Chipotle Mexican Grill share price breached the $3,000 mark for the first time on record, rising as much as 8% on Wednesday. Chipotle shares rise was after the burrito chain’s board approved a 50-for-1 stock split as the company looks to make the stock less expensive for potential investors.
California-based company Chipotle’s shares have rallied to record levels over the past year powered by strong earnings report owing to solid demand for burritos and rice bowls among its relatively wealthier customer base.
Chipotle Mexican Grill shares rise
A stock split lowers the price of shares without affecting the company’s valuation, making them more affordable for individual investors.
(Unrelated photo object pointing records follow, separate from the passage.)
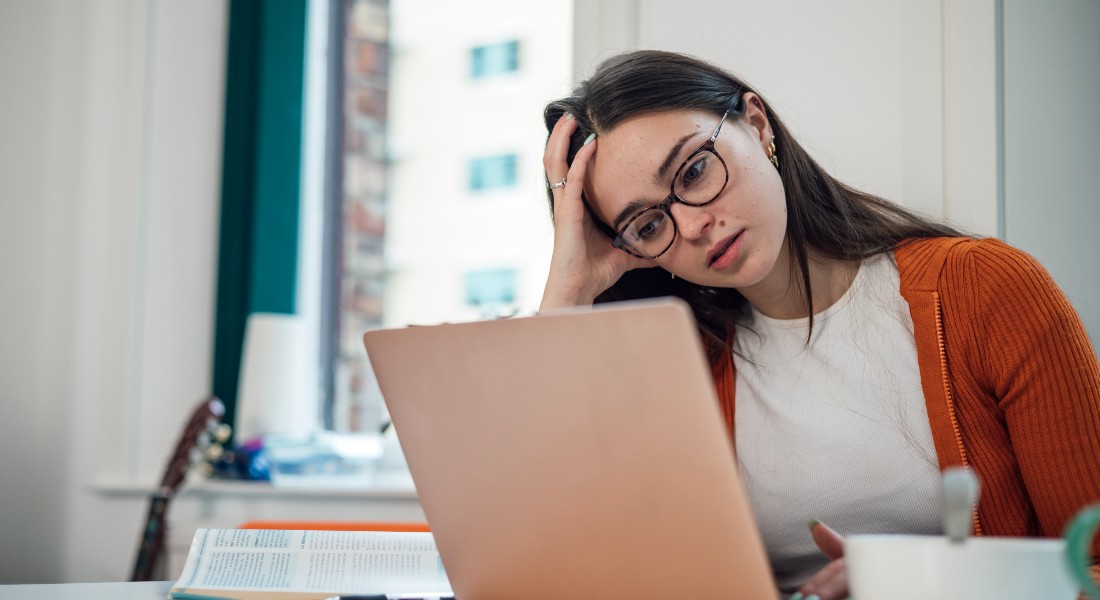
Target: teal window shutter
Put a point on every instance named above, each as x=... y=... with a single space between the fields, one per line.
x=261 y=202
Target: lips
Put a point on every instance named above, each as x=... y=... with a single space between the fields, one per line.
x=719 y=249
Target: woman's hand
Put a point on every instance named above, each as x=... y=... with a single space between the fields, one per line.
x=584 y=262
x=832 y=581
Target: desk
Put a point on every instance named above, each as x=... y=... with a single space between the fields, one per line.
x=143 y=590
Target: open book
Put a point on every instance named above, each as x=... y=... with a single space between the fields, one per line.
x=307 y=565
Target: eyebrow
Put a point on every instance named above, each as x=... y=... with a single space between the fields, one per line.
x=659 y=176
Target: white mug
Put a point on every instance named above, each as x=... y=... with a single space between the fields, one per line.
x=913 y=567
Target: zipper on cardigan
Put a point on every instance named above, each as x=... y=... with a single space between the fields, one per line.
x=950 y=399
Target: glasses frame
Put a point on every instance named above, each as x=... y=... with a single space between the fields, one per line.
x=666 y=205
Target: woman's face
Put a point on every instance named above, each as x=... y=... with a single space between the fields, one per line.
x=735 y=241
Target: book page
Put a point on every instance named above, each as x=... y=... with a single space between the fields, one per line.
x=326 y=562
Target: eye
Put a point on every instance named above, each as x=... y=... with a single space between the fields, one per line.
x=694 y=170
x=649 y=225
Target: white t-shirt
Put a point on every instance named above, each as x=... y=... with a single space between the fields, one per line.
x=837 y=429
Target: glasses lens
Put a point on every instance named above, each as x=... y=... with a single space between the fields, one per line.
x=649 y=233
x=701 y=180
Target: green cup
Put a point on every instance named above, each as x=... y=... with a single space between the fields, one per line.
x=1079 y=535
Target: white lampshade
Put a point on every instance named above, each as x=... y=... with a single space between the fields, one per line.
x=274 y=395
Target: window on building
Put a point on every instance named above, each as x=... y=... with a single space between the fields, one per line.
x=494 y=60
x=491 y=287
x=493 y=172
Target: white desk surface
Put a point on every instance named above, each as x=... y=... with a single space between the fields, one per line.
x=144 y=590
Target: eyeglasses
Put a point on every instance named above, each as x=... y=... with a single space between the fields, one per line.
x=699 y=182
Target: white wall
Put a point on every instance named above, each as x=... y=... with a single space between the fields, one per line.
x=1052 y=142
x=109 y=185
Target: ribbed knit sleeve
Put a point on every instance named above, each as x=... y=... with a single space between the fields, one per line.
x=1034 y=357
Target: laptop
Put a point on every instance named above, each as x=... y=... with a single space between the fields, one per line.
x=579 y=454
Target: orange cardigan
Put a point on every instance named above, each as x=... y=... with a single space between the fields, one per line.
x=1010 y=379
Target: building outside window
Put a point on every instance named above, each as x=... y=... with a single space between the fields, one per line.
x=428 y=123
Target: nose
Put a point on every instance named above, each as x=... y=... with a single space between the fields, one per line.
x=692 y=221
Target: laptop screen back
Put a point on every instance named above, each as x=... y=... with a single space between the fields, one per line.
x=573 y=455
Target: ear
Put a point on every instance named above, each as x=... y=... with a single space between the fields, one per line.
x=756 y=118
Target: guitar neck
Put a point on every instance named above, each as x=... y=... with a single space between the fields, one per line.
x=152 y=541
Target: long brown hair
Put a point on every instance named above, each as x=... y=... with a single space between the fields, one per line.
x=824 y=216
Based on Tuesday’s closing price of $2,797.56, the company’s stock would trade at around $56 after the split. Chipotle has around 27.4 million shares outstanding.
Chipotle stock split
If the chipotle stock split is approved at the upcoming annual meeting on June 6, its shareholders will receive an additional 49 shares for each share held.
The chipotle stock split, the first in its 30-year history, “will make our stock more accessible to employees as well as a broader range of investors,” said Chipotle’s Chief Financial and Administrative Officer Jack Hartung on Tuesday.
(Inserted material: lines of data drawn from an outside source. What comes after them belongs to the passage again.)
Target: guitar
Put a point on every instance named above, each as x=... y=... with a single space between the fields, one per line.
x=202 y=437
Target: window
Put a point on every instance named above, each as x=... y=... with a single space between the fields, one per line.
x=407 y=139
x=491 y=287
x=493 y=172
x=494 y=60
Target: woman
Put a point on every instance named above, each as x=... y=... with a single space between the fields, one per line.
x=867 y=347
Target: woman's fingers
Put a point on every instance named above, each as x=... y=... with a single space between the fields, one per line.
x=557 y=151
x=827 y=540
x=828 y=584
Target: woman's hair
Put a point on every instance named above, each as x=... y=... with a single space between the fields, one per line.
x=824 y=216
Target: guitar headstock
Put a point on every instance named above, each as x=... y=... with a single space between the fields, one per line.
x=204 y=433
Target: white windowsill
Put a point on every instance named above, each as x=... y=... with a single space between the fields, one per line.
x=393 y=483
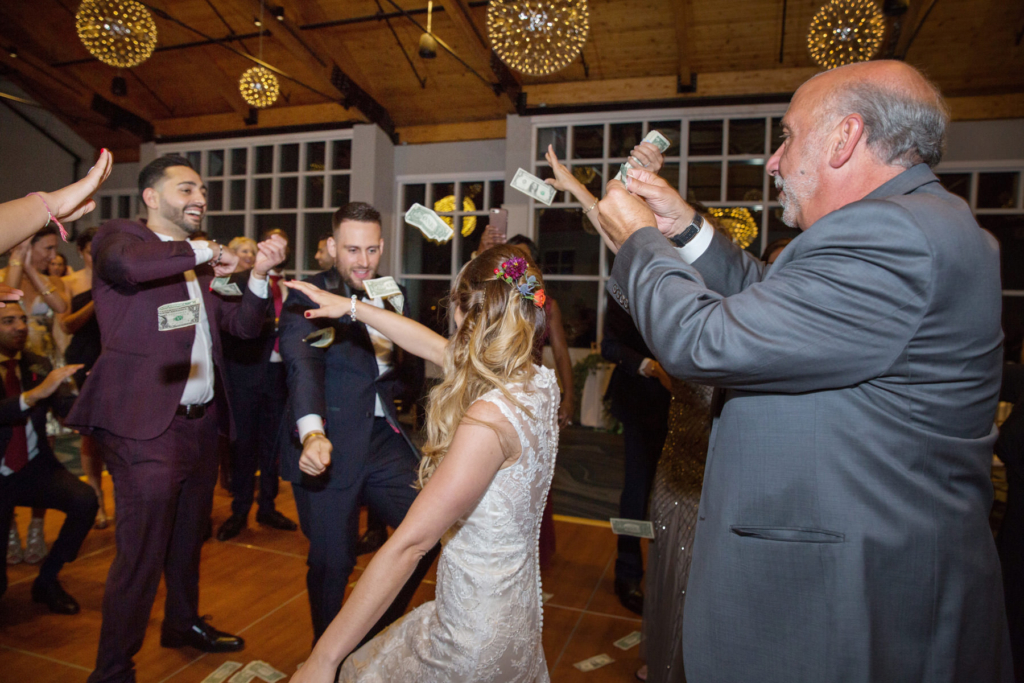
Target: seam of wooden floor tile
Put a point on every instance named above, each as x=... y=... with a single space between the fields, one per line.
x=241 y=631
x=582 y=613
x=588 y=611
x=47 y=658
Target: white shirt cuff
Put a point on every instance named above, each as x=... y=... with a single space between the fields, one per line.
x=309 y=423
x=698 y=245
x=204 y=251
x=260 y=288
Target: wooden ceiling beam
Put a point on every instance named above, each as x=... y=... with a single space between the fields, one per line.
x=509 y=84
x=683 y=18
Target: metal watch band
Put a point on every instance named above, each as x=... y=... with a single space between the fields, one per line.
x=691 y=230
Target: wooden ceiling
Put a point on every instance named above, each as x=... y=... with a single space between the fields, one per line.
x=637 y=51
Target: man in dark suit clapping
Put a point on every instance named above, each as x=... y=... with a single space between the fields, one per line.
x=341 y=407
x=30 y=473
x=155 y=402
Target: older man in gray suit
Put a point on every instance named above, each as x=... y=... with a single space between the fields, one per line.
x=843 y=528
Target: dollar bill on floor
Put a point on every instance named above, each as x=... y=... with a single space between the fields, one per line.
x=639 y=527
x=658 y=140
x=221 y=673
x=595 y=662
x=246 y=675
x=632 y=640
x=527 y=183
x=429 y=223
x=223 y=287
x=265 y=672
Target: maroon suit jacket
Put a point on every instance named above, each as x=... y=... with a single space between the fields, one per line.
x=136 y=385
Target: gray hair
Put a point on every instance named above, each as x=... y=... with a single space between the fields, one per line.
x=903 y=129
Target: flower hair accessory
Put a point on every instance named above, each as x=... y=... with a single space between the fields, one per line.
x=512 y=271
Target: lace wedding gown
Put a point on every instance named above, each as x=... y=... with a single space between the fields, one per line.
x=485 y=622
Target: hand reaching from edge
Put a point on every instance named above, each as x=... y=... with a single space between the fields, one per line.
x=331 y=305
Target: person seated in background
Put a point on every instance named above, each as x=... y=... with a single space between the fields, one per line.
x=30 y=473
x=257 y=391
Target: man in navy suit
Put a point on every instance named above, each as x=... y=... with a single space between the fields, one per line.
x=30 y=473
x=341 y=403
x=155 y=402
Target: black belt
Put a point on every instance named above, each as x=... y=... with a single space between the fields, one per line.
x=193 y=412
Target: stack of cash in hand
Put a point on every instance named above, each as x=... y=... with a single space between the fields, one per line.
x=527 y=183
x=429 y=223
x=655 y=138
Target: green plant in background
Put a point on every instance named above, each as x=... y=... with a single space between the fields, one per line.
x=580 y=372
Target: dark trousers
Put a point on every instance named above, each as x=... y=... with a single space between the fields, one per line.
x=163 y=491
x=45 y=483
x=257 y=413
x=643 y=436
x=330 y=518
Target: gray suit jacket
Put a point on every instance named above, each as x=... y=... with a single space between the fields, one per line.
x=843 y=531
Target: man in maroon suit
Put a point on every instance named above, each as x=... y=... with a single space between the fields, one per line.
x=155 y=402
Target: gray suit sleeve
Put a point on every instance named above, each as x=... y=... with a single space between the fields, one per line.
x=839 y=312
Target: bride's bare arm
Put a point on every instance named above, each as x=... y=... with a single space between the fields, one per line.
x=415 y=338
x=455 y=487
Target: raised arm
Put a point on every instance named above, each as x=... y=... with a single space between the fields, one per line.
x=24 y=217
x=415 y=338
x=454 y=489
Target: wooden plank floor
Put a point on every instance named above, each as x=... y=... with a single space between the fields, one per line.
x=255 y=586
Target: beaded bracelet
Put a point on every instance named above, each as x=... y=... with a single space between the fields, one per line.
x=49 y=216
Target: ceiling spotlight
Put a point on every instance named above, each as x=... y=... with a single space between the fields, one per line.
x=428 y=46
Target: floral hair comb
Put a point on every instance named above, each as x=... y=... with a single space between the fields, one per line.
x=512 y=271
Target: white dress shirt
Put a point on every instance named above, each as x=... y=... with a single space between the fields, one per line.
x=32 y=439
x=199 y=388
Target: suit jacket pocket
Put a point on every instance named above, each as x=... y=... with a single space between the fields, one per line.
x=788 y=534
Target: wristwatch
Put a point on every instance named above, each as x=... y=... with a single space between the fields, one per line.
x=691 y=230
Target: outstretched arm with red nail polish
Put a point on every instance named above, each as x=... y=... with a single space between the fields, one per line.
x=22 y=218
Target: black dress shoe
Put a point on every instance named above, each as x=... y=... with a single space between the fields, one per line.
x=274 y=519
x=203 y=637
x=630 y=594
x=231 y=527
x=371 y=541
x=51 y=594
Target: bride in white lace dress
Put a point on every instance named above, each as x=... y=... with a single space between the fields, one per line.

“They’re also trying to do what Walmart has done in the sense that they want to give employees more economic ownership,” said Thomas Hayes, chairman at hedge fund Great Hill Capital.
Walmart stock split
Retail giant Walmart a 3-for-1 share split that went into effect beginning February 26, making the shares more affordable to its employees, who have the option of buying the stock through payroll deductions.
Ease liquidity for Chipotle
“Chipotle’s stock split should ease liquidity in the stock given how high the share price has risen over the past years. Otherwise, the economics of the business remain just as compelling,” said Jim Sanderson, an analyst with Northcoast Research.
The fast-casual Mexican chain went public in January 2006 at $22 per share.
Chipotle’s P/E ratio
Its forward price-to-earnings multiple (P/E), a common benchmark for valuing stocks, is 49.72, higher than industry peers including Starbucks SBUX.O and McDonald’s MCD.N that have a P/E ratio of 20.89 and 22.24 respectively.